The Spanish prime minister complained that the nuclear reactors were just as slow to get restarted as the rest of the grid. That’s immaterial – they can be configured to go into ‘island’ mode, and in future, very likely will be. In any case, since the blackout, the reactors have been running much closer to full power. So has gas – probably to deal with the heat waves it’s helping to cause.

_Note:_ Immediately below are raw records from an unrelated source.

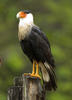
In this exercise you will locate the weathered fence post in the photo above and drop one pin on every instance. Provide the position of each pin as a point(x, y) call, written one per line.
point(26, 88)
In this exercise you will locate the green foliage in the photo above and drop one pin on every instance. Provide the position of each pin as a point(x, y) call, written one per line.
point(55, 18)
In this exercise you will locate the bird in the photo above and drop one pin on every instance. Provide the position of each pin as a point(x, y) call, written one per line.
point(36, 47)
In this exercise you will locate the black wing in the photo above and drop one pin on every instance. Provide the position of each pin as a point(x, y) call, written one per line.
point(43, 43)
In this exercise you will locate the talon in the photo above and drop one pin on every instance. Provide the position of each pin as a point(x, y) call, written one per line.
point(38, 76)
point(27, 74)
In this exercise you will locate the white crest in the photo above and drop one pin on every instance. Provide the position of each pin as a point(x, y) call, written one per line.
point(25, 25)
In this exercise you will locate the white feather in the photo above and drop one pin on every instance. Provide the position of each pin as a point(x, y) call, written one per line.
point(25, 25)
point(45, 74)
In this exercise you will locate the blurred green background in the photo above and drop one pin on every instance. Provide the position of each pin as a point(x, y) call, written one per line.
point(55, 18)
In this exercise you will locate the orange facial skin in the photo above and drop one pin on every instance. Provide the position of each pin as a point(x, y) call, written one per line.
point(22, 15)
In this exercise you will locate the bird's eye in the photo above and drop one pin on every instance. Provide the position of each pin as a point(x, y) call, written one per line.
point(22, 14)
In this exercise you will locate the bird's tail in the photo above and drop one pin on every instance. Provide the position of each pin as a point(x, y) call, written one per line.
point(48, 75)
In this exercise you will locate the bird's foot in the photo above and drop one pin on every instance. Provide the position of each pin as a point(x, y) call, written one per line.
point(27, 74)
point(35, 75)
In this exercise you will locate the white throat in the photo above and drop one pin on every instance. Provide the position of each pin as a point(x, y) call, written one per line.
point(25, 25)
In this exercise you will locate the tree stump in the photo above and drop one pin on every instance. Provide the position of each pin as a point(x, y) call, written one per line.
point(26, 88)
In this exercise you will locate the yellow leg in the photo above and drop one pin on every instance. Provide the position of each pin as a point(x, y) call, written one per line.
point(37, 71)
point(33, 72)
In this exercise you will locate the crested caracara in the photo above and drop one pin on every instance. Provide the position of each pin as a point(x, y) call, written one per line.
point(36, 46)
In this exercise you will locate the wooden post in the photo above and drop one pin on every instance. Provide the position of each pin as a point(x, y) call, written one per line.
point(26, 88)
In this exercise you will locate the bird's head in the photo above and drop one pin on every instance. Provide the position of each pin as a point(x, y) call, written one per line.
point(25, 16)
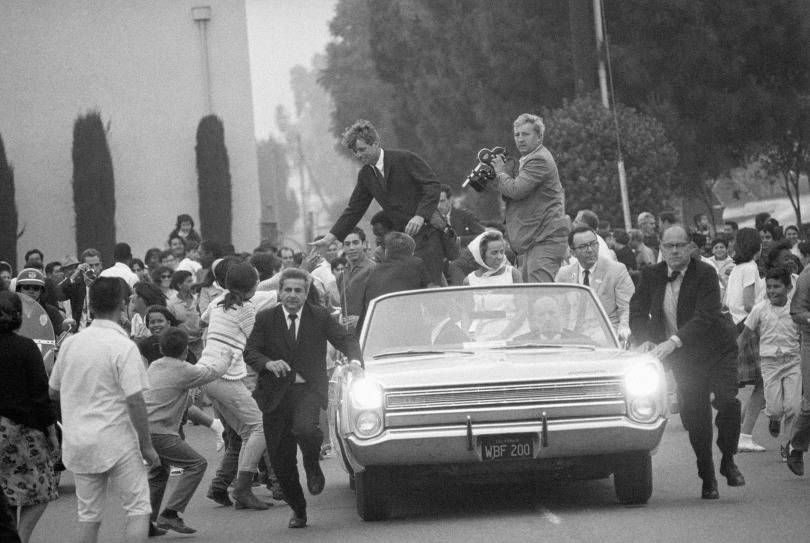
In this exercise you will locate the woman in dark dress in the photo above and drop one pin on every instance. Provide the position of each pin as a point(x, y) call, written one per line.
point(28, 442)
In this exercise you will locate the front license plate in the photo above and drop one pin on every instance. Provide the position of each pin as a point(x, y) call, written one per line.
point(507, 447)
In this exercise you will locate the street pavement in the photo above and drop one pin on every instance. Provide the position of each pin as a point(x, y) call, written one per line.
point(773, 506)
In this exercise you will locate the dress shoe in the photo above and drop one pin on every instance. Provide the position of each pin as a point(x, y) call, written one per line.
point(243, 496)
point(731, 472)
point(174, 523)
point(315, 481)
point(709, 490)
point(774, 427)
point(154, 531)
point(298, 521)
point(220, 496)
point(795, 462)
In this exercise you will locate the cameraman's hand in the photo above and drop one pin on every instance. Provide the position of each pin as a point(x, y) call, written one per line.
point(498, 164)
point(414, 225)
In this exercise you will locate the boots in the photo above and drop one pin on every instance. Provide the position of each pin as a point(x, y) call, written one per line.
point(243, 495)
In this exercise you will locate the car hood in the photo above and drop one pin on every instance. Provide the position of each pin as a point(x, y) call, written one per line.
point(501, 366)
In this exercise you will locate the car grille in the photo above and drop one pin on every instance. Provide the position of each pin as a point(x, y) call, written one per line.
point(531, 393)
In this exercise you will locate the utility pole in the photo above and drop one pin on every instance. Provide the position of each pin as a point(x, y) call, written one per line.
point(602, 52)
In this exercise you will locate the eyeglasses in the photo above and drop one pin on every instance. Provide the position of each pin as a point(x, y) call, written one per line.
point(585, 246)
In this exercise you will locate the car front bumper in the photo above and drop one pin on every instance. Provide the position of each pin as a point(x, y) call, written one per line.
point(451, 445)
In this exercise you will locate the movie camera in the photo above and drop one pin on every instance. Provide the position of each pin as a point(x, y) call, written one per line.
point(484, 171)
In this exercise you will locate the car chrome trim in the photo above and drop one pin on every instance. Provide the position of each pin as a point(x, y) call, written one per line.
point(521, 393)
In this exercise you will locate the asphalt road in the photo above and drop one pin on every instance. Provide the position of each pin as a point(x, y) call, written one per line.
point(773, 506)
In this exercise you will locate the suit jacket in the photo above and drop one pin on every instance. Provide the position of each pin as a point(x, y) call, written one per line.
point(411, 189)
point(612, 284)
point(76, 293)
point(307, 356)
point(705, 331)
point(465, 225)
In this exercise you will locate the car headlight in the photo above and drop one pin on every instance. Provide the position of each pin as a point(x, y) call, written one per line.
point(643, 408)
point(368, 423)
point(642, 381)
point(366, 394)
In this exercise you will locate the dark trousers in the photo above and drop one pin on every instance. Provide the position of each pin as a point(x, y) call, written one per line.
point(294, 423)
point(8, 523)
point(173, 451)
point(697, 380)
point(430, 249)
point(226, 471)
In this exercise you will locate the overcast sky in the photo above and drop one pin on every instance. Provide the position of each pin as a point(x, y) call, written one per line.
point(282, 34)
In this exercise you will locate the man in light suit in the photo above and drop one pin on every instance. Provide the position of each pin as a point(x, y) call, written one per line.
point(609, 279)
point(287, 349)
point(404, 186)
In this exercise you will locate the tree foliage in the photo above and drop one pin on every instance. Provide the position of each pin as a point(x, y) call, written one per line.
point(278, 199)
point(8, 210)
point(584, 146)
point(447, 78)
point(214, 180)
point(93, 186)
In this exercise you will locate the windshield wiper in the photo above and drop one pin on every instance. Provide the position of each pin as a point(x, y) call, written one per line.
point(414, 352)
point(548, 346)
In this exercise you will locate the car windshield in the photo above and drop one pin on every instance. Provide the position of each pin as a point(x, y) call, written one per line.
point(461, 320)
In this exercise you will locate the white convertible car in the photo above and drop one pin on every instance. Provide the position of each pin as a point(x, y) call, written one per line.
point(509, 381)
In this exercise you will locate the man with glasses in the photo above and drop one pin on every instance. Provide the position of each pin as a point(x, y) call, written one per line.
point(609, 279)
point(675, 314)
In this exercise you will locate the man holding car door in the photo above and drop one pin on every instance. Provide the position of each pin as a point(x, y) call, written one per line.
point(287, 349)
point(675, 313)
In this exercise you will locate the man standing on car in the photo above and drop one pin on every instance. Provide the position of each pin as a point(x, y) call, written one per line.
point(287, 349)
point(536, 225)
point(403, 184)
point(675, 312)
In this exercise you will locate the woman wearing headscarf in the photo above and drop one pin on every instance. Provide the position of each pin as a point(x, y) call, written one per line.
point(488, 251)
point(28, 442)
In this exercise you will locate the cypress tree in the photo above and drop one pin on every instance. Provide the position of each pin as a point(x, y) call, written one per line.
point(93, 186)
point(8, 210)
point(214, 180)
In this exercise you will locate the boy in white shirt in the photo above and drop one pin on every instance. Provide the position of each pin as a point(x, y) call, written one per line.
point(780, 358)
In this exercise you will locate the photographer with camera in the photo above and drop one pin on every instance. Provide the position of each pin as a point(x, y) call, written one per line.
point(79, 284)
point(536, 225)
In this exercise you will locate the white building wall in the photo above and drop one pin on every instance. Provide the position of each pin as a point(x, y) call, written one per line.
point(139, 64)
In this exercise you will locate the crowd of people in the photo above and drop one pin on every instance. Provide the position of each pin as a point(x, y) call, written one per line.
point(254, 335)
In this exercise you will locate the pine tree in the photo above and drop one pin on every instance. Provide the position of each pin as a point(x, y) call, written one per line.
point(8, 210)
point(214, 181)
point(93, 186)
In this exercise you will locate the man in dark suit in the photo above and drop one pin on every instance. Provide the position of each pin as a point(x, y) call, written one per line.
point(79, 285)
point(675, 312)
point(403, 184)
point(287, 349)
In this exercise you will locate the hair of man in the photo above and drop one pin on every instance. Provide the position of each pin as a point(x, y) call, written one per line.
point(534, 120)
point(173, 342)
point(399, 245)
point(361, 129)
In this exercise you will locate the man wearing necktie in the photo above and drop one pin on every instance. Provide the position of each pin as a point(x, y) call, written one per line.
point(675, 313)
point(404, 186)
point(287, 349)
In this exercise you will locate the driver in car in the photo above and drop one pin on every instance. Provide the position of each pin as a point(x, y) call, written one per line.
point(546, 324)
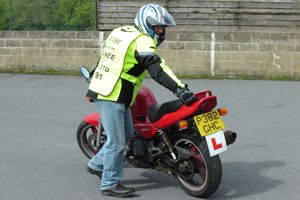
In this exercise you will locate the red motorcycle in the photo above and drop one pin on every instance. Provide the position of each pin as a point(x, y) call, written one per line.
point(183, 141)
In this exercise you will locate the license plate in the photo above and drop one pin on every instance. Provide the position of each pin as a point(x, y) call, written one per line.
point(209, 123)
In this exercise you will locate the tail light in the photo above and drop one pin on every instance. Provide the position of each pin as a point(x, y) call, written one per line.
point(182, 124)
point(223, 111)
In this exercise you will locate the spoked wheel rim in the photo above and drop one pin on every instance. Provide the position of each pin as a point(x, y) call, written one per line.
point(89, 140)
point(199, 179)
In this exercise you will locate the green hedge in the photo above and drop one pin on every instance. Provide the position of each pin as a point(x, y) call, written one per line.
point(47, 15)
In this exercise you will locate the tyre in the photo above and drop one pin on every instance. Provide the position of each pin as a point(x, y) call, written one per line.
point(204, 172)
point(87, 139)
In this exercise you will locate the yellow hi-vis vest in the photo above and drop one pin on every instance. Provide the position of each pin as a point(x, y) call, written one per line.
point(111, 63)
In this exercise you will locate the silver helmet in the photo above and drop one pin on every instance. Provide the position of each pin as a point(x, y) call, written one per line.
point(151, 15)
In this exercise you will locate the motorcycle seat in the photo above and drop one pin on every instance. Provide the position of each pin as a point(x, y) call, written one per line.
point(156, 111)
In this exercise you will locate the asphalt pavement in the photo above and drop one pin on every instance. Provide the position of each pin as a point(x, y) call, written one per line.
point(40, 159)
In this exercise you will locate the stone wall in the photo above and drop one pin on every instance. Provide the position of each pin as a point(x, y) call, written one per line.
point(187, 53)
point(240, 53)
point(47, 51)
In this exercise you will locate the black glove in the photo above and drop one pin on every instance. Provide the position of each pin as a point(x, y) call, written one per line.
point(187, 97)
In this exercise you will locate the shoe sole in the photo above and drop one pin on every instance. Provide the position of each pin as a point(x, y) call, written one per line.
point(94, 172)
point(117, 195)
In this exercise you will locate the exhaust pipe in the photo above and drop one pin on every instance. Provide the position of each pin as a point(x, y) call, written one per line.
point(230, 137)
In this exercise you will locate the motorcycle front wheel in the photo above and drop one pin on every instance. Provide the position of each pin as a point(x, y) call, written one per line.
point(204, 172)
point(87, 139)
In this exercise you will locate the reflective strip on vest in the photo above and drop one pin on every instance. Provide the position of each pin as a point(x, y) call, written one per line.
point(111, 63)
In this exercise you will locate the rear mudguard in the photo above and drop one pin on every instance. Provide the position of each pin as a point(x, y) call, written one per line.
point(92, 119)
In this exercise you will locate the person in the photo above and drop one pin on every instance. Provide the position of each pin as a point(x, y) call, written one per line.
point(128, 53)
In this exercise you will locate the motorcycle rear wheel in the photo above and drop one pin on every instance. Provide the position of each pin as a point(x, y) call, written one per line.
point(206, 170)
point(87, 139)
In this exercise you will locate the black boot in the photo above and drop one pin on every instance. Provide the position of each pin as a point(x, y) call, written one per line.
point(94, 172)
point(118, 191)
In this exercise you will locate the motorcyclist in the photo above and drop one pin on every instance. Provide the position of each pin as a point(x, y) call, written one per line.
point(129, 52)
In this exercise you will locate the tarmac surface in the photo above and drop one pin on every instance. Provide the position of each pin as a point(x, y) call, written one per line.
point(40, 159)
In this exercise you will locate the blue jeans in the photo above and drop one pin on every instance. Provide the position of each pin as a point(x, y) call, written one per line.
point(118, 127)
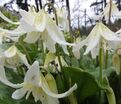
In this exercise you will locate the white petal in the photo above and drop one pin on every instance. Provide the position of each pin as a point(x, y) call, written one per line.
point(26, 26)
point(18, 94)
point(43, 85)
point(52, 100)
point(50, 44)
point(65, 49)
point(4, 79)
point(10, 52)
point(94, 39)
point(28, 17)
point(55, 33)
point(8, 20)
point(33, 74)
point(41, 21)
point(24, 59)
point(108, 34)
point(15, 32)
point(77, 47)
point(95, 52)
point(32, 37)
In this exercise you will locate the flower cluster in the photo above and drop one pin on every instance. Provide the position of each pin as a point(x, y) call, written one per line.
point(38, 47)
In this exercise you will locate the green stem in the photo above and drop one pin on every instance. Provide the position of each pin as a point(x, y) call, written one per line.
point(26, 52)
point(101, 64)
point(101, 73)
point(106, 59)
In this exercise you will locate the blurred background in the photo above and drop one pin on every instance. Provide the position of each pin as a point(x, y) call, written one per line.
point(80, 11)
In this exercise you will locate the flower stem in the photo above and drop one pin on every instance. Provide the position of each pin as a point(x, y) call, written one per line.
point(106, 59)
point(101, 64)
point(26, 52)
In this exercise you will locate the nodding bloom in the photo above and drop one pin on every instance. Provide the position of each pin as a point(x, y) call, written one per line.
point(38, 25)
point(43, 88)
point(100, 36)
point(13, 57)
point(62, 15)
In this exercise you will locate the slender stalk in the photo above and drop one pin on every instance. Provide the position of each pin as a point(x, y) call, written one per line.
point(36, 2)
point(109, 21)
point(26, 52)
point(106, 59)
point(69, 15)
point(101, 64)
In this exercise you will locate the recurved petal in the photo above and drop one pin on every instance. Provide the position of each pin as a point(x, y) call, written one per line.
point(41, 20)
point(7, 19)
point(4, 79)
point(10, 52)
point(43, 85)
point(16, 32)
point(77, 47)
point(94, 52)
point(24, 59)
point(18, 94)
point(32, 75)
point(55, 33)
point(26, 26)
point(52, 100)
point(93, 41)
point(50, 44)
point(108, 34)
point(28, 17)
point(32, 37)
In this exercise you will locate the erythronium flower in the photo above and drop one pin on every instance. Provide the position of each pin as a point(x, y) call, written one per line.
point(52, 64)
point(62, 15)
point(7, 19)
point(100, 34)
point(39, 25)
point(114, 11)
point(42, 88)
point(12, 57)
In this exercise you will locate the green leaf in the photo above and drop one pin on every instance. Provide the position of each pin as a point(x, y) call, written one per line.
point(87, 84)
point(109, 91)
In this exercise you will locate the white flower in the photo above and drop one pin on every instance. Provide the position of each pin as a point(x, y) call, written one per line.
point(114, 11)
point(42, 88)
point(99, 34)
point(12, 57)
point(38, 25)
point(62, 15)
point(52, 64)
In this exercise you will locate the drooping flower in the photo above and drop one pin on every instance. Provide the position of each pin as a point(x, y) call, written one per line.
point(100, 35)
point(52, 64)
point(112, 11)
point(38, 25)
point(12, 57)
point(62, 15)
point(42, 88)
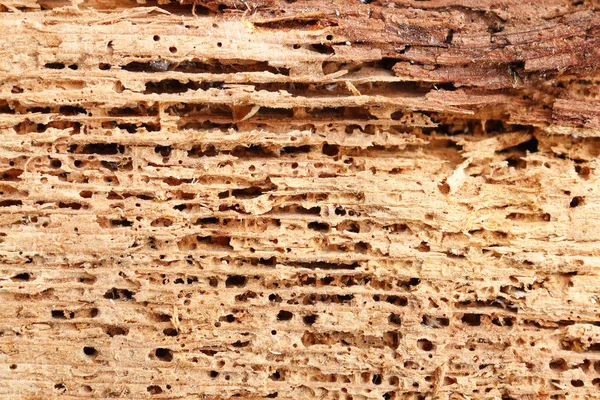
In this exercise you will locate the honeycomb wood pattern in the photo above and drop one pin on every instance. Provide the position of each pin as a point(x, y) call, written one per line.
point(299, 199)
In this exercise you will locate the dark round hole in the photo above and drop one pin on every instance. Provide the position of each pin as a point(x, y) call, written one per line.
point(89, 351)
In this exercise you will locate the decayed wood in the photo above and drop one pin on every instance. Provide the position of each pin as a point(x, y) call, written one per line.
point(299, 199)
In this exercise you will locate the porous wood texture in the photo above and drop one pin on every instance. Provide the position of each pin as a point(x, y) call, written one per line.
point(299, 199)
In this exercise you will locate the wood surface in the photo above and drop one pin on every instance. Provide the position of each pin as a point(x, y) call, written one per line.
point(299, 199)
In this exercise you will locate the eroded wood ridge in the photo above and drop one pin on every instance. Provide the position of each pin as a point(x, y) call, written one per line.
point(299, 199)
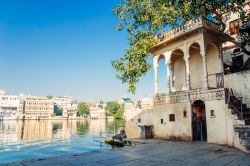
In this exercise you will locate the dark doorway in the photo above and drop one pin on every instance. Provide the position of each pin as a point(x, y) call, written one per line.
point(199, 125)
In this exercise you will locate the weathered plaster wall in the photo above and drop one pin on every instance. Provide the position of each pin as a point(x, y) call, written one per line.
point(179, 129)
point(179, 74)
point(213, 65)
point(240, 83)
point(216, 125)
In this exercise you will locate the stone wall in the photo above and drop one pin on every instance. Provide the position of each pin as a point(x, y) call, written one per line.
point(240, 83)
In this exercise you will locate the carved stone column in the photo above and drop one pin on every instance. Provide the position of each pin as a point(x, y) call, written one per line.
point(188, 85)
point(156, 66)
point(204, 60)
point(167, 62)
point(168, 78)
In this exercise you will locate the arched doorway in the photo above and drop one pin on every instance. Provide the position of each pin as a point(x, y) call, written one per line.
point(199, 125)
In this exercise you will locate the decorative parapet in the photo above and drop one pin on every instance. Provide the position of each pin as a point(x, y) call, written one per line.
point(189, 26)
point(191, 95)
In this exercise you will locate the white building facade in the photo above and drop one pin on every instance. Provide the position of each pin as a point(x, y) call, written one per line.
point(197, 104)
point(11, 106)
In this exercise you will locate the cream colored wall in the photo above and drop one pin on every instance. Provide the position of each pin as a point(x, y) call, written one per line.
point(216, 126)
point(180, 129)
point(179, 74)
point(182, 44)
point(196, 69)
point(213, 65)
point(240, 83)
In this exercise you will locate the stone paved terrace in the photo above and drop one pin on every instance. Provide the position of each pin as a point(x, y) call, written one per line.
point(153, 153)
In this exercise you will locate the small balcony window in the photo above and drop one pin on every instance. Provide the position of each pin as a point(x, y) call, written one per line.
point(171, 117)
point(161, 121)
point(234, 27)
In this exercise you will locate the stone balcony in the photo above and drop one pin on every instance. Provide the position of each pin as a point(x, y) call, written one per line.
point(189, 26)
point(189, 95)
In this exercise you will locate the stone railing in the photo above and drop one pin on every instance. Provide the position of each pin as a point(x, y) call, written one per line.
point(191, 95)
point(190, 25)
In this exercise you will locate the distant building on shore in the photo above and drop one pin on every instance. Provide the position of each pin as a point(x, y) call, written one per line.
point(11, 106)
point(97, 113)
point(66, 104)
point(38, 107)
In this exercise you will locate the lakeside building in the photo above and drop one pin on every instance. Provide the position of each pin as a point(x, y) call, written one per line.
point(62, 101)
point(70, 111)
point(96, 112)
point(202, 102)
point(11, 106)
point(38, 107)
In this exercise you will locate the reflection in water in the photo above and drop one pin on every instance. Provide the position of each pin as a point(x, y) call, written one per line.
point(29, 139)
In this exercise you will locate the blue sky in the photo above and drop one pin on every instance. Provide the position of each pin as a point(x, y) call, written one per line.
point(65, 47)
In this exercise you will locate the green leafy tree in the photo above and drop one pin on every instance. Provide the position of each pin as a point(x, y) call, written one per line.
point(49, 97)
point(114, 109)
point(58, 111)
point(144, 19)
point(82, 109)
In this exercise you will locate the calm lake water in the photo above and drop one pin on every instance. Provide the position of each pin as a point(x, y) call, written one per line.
point(32, 139)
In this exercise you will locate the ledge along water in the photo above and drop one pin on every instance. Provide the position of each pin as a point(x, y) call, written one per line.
point(35, 139)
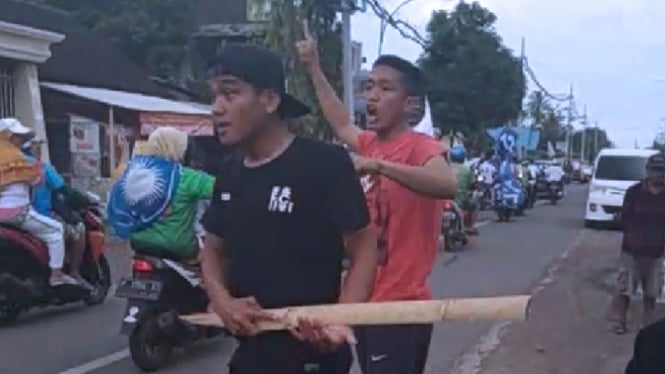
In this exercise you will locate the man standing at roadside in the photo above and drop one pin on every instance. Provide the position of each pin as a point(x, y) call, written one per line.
point(643, 246)
point(284, 210)
point(408, 175)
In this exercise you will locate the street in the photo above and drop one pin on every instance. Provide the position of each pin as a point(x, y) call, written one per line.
point(507, 258)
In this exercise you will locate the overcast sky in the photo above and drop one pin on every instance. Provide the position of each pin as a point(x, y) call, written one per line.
point(612, 51)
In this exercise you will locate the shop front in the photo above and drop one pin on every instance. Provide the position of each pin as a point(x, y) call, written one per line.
point(93, 130)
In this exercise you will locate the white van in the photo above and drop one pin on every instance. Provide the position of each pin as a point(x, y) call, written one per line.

Michael Liebreich explains very clearly that renewables’ other weakness, long lulls (‘Dunkelflauten’) can’t be solved by batteries, and he’s on record as being very dismissive of the chances for ‘green’ stored hydrogen doing so, either. The giant Waartsila two-stroke gas diesels he commends in the video are also unlikely to keep northern Europe’s grid clean through the winter. They’re faster to start than combined cycle gas turbines, which take time to warm up their second-stage steam boilers, but they also use a bit more gas per kilowatt/hour. Liebreich is touting an undersea cable to bring wind and solar power generated in Morocco direct to the United Kingdom, for power when British solar panels and wind turbines are beclouded and becalmed. Why give an instant off switch for your economy to the government of Morocco, or to any malign operator who can drag an anchor across your cable, when you can build low carbon, reliable nuclear at home? The current Labour government agrees – they’re giving no funding to the proposed $33 billion, 3.6 gigawatt ‘X-links’ cable, instead planning on increasing nuclear generation from 6 at present to 24 gigawatts by 2050.